With the recent development of software designed for detecting miss-assemblies [61] and the application of mate-pair sequencing, which provides information on the pair-wise constraints on the placement of reads [62], repeats can be detected with greater confidence. Moreover, the availability of an increasing number of whole-genome sequences has allowed new repeat elements to be discovered and illustrates the role of repeats in bacterial genome evolution.

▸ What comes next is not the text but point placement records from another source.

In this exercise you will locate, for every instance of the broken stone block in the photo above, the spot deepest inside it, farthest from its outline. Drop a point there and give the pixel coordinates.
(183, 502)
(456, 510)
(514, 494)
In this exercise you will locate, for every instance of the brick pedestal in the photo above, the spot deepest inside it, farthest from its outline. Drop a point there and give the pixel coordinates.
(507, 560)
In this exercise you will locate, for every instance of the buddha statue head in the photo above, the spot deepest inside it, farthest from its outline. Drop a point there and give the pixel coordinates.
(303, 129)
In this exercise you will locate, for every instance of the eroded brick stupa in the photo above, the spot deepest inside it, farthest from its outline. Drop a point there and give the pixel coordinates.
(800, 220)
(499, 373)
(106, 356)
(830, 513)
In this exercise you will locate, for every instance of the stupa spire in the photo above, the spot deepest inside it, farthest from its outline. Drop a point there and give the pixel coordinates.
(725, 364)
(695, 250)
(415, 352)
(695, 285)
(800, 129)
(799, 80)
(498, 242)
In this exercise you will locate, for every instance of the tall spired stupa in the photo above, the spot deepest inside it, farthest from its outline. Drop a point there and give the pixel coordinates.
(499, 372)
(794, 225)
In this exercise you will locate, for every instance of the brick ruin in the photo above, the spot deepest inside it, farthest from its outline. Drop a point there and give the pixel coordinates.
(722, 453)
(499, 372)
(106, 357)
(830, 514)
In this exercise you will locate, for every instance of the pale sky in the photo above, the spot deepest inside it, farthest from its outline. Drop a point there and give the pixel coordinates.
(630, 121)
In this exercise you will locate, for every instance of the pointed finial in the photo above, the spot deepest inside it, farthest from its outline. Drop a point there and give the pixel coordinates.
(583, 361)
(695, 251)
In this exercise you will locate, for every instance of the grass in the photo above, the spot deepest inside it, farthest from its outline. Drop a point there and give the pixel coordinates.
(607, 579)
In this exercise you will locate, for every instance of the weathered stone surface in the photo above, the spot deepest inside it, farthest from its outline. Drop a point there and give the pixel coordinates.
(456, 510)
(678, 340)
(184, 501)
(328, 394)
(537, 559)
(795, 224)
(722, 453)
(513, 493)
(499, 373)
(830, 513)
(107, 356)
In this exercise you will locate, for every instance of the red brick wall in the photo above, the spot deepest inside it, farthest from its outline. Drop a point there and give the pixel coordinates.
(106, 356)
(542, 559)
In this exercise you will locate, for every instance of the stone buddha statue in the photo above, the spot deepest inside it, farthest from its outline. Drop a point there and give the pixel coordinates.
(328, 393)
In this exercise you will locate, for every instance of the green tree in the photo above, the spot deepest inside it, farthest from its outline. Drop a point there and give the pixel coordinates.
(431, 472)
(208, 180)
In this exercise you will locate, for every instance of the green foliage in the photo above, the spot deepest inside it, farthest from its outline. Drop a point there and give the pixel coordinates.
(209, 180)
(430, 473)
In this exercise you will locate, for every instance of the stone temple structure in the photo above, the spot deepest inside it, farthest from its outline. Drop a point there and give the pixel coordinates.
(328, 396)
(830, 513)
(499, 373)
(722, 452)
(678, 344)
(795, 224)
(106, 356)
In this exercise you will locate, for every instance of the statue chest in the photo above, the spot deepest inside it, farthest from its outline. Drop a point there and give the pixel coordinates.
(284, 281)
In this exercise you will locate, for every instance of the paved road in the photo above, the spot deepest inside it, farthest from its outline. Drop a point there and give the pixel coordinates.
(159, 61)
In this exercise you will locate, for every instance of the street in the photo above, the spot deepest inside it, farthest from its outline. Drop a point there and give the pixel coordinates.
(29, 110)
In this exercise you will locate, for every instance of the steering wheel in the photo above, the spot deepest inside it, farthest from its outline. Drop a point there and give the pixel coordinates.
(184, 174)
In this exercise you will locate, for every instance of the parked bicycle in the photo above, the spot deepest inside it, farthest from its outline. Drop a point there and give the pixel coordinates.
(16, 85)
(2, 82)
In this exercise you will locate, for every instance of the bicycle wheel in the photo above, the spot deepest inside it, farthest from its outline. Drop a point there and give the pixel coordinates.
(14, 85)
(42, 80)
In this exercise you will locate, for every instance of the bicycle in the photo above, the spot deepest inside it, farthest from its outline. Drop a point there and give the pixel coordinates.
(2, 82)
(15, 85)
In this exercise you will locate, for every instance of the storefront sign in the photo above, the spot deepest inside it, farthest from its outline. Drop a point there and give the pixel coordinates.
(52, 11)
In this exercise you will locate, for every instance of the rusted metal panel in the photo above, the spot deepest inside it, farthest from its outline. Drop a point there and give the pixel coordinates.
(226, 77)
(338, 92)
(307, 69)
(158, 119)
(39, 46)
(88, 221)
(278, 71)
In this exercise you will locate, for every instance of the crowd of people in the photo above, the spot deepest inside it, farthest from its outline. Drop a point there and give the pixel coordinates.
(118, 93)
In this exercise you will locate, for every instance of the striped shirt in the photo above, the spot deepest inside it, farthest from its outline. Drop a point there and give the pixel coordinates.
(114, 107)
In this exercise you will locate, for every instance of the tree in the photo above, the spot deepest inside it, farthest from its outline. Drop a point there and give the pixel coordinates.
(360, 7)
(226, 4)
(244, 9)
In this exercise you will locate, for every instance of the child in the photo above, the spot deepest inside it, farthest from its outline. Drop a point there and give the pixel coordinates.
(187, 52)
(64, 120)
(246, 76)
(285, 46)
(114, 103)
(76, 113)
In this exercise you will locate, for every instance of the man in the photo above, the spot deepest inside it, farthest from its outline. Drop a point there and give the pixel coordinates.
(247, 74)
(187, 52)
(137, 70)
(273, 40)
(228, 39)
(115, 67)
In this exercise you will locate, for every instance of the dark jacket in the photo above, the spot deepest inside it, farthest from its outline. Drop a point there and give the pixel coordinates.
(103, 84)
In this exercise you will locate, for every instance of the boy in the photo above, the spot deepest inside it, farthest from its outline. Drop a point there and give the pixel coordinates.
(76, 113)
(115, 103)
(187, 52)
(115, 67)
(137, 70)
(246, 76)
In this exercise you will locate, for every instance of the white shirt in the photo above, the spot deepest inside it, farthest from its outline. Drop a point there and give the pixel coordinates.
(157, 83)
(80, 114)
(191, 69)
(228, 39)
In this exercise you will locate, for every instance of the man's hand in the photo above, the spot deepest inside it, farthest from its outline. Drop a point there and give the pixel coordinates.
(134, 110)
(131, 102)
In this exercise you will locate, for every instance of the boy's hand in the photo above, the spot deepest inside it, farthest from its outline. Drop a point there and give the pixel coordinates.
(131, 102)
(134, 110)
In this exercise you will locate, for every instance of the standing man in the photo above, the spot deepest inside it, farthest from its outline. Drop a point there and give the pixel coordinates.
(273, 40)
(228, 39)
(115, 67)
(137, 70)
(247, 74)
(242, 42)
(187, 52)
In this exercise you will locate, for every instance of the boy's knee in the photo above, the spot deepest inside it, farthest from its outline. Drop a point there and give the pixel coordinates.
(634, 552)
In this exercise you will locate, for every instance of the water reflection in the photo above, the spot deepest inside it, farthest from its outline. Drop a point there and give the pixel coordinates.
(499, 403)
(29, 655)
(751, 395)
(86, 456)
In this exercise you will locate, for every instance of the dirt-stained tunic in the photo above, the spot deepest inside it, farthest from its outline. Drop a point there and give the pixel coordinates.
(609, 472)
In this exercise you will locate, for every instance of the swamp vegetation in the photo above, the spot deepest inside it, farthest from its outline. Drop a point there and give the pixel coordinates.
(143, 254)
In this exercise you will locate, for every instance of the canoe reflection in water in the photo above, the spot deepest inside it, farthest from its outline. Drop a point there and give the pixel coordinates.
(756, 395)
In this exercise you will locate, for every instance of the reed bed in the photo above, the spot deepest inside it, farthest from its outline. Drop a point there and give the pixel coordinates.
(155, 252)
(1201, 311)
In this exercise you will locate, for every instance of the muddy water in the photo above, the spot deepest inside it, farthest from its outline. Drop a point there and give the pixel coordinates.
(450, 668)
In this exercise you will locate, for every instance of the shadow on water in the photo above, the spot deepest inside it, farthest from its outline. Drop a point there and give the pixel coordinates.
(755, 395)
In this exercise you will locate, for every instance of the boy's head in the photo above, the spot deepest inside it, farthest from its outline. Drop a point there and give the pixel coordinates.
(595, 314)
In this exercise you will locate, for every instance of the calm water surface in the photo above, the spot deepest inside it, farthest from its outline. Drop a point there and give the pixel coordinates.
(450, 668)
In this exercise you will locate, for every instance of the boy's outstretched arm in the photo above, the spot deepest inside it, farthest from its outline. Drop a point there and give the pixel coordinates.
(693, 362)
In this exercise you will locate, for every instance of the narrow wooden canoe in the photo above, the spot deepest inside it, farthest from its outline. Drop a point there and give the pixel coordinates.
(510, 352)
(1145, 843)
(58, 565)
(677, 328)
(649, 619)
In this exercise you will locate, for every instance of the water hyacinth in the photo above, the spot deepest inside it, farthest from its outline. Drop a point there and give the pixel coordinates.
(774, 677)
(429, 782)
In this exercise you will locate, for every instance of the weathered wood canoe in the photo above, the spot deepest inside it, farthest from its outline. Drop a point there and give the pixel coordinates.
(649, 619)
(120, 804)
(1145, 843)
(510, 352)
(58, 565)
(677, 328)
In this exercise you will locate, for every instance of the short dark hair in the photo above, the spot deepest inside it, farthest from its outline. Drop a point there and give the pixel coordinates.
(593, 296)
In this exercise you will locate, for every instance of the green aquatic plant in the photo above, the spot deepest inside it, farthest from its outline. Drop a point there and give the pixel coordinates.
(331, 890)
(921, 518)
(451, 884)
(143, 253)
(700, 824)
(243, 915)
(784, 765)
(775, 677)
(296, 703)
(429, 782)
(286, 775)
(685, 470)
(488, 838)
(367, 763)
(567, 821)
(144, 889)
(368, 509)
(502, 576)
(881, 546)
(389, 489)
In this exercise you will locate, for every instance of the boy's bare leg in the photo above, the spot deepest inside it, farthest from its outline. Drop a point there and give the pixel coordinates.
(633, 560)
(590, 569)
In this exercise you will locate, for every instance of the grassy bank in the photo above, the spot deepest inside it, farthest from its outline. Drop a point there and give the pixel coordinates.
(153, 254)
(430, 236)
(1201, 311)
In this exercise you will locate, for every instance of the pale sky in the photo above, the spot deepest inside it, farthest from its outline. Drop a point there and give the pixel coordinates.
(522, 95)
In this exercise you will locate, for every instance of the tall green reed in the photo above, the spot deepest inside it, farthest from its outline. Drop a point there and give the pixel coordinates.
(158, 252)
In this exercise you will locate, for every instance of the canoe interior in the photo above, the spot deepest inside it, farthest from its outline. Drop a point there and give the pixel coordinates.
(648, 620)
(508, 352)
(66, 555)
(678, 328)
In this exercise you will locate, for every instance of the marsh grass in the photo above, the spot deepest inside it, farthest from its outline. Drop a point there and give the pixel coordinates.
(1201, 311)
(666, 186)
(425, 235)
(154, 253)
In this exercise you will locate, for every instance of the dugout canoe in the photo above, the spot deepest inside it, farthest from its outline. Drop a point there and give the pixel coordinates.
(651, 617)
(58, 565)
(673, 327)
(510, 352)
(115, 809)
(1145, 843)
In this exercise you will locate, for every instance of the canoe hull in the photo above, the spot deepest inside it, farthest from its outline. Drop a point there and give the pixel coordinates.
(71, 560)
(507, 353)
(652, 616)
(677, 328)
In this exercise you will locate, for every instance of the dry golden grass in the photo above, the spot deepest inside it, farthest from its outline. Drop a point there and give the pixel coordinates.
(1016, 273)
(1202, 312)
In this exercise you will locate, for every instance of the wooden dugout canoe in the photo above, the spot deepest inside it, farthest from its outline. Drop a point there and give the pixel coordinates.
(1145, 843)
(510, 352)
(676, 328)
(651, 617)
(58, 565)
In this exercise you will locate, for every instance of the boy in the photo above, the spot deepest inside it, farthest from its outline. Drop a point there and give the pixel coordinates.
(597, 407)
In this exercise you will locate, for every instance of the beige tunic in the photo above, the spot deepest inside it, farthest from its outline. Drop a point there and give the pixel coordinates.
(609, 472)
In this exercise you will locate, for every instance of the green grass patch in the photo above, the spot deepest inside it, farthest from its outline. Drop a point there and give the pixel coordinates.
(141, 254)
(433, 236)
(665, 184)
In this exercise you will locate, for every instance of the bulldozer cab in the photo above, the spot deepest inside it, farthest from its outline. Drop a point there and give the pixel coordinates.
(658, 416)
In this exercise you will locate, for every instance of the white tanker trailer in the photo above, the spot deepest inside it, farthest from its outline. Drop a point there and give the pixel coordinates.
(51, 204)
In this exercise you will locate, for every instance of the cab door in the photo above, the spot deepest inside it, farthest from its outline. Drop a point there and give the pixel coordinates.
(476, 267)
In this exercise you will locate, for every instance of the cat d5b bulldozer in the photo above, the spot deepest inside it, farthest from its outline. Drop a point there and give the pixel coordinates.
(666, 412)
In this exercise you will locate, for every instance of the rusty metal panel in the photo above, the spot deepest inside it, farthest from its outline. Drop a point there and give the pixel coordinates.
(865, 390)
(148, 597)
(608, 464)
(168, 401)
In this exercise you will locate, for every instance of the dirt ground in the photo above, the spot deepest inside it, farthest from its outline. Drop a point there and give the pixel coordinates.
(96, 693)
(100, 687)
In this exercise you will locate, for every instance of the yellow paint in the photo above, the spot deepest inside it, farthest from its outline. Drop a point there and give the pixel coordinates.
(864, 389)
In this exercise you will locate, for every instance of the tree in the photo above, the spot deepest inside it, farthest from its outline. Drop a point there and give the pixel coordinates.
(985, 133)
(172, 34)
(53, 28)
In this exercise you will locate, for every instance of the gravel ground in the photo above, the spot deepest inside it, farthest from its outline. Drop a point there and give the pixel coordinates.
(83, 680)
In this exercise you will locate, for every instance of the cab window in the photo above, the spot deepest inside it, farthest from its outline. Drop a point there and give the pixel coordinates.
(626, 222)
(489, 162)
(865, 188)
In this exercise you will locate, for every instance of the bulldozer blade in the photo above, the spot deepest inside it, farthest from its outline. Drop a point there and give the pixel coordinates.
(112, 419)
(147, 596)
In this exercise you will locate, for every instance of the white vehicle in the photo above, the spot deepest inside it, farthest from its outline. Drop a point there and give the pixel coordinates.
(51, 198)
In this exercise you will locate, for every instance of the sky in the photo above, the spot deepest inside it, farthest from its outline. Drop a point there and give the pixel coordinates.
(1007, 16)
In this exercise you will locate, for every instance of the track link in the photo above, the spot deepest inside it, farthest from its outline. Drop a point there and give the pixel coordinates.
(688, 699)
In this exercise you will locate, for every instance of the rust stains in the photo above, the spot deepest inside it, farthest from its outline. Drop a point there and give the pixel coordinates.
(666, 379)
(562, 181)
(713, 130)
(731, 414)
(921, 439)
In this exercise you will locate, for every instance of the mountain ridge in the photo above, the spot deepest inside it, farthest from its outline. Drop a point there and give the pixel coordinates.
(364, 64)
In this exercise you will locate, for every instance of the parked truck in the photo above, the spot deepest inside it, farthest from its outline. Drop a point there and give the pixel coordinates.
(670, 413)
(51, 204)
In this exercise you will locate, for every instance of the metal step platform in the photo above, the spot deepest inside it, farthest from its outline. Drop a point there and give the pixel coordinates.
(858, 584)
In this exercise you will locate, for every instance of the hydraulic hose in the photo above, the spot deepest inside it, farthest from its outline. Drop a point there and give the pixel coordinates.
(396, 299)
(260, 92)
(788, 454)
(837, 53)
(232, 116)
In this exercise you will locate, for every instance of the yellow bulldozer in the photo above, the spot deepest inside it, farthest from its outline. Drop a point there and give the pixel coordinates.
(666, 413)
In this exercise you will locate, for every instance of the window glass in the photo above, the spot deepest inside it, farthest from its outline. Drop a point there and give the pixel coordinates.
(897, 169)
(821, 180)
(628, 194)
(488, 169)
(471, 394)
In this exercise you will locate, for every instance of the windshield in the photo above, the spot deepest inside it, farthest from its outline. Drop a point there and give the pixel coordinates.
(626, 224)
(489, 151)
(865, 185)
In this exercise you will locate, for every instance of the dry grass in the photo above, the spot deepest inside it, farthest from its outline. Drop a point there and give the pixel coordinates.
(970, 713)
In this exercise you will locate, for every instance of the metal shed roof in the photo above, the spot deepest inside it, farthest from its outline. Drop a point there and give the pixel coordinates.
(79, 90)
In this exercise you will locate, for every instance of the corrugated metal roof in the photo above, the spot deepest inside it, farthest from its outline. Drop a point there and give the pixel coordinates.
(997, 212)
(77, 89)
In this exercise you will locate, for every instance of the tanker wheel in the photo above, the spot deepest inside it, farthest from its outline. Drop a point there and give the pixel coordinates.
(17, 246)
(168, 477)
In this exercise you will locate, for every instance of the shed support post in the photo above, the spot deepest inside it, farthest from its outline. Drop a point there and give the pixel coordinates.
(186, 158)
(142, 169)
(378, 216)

Short palindromic repeats as a barrier to horizontal gene transfer

Introduction of foreign DNA via horizontal gene transfer into bacteria can disrupt genome stability and most species have evolved defensive mechanisms against an invasion of foreign material. Recent interests have focused on a class of repeat arrays called clustered regularly inter-spaced short palindromic repeats (CRISPR), which act in an interference pathway to limit phage infection and plasmid conjugation. CRISPR were first noticed in E. coli [63] and have since been detected in the genomes of many bacterial taxa. CRISPR are present in approximately 40% of bacteria genomes and display a high degree of genetic variability, which likely corresponds with the large diversity of mobile genetic elements to which bacteria are exposed [64].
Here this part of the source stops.